Diese mehr als deutlichen Aussagen von drei Wissenschaftlern stammen aus dem Beitrag „Intervallfasten im Langzeittest", in dem die neue IF-Studie fachlich versiert seziert wurde. Prädikat: Sehr lesenswert.

Vermutlich sind sowohl Low Carb als auch IF so populär, weil beide „Besser-Esser-Hypes“ sehr einfach umzusetzen sind, da es keine komplizierten Regeln oder aufwändige Rechnereien gibt. „Es funktioniert deshalb ganz gut, weil es wahrscheinlich für viele einfacher ist komplett auf etwas zu verzichten als immer gut auf die Ernährung zu achten. Erfahrungsgemäß ist für die Menschen schwarz-weiß einfacher als grau", erklärte Dr. Gert Bischoff, Ernährungsmediziner aus München 2018 im BR den „Erfolg“ des IF.

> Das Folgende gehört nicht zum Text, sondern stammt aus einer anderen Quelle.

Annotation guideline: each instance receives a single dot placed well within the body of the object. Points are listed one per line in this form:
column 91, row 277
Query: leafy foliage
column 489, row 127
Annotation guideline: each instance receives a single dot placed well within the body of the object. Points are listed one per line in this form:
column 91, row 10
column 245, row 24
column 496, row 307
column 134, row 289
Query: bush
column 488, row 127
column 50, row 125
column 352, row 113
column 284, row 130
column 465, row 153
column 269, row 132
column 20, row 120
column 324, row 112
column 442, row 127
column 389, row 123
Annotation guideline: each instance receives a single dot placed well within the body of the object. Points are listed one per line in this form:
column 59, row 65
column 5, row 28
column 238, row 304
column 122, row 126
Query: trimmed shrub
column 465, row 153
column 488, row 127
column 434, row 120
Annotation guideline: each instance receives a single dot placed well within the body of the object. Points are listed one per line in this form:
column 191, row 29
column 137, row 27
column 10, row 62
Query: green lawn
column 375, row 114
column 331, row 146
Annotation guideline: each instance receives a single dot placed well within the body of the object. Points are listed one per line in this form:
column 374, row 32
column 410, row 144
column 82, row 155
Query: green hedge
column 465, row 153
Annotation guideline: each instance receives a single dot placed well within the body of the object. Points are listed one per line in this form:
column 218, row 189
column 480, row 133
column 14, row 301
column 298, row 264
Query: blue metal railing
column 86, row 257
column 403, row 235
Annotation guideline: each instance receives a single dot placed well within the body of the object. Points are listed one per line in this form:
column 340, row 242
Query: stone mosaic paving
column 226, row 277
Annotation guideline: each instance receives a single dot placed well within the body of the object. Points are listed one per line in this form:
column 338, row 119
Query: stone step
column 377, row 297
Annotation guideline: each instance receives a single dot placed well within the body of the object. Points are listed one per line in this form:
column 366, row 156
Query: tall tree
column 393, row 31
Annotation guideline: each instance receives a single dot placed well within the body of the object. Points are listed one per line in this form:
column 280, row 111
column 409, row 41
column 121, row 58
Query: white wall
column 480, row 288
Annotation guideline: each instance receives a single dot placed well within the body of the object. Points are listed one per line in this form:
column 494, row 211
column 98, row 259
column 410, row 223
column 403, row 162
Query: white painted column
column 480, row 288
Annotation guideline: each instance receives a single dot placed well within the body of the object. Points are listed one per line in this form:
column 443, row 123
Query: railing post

Fazit: LC und IF haben vieles gemeinsam: Es fehlen sowohl offizielle Definitionen als auch Langzeitbelege zu harten Endpunkten und Evidenzen (wissenschaftliche Beweise), dass diese besonderen Arten des Essens gesünder sind oder schlanker machen als irgendeine andere x-beliebige Ernährungsweise. Wem es gefällt, wunderbar, wem nicht: Keinen Kopf machen!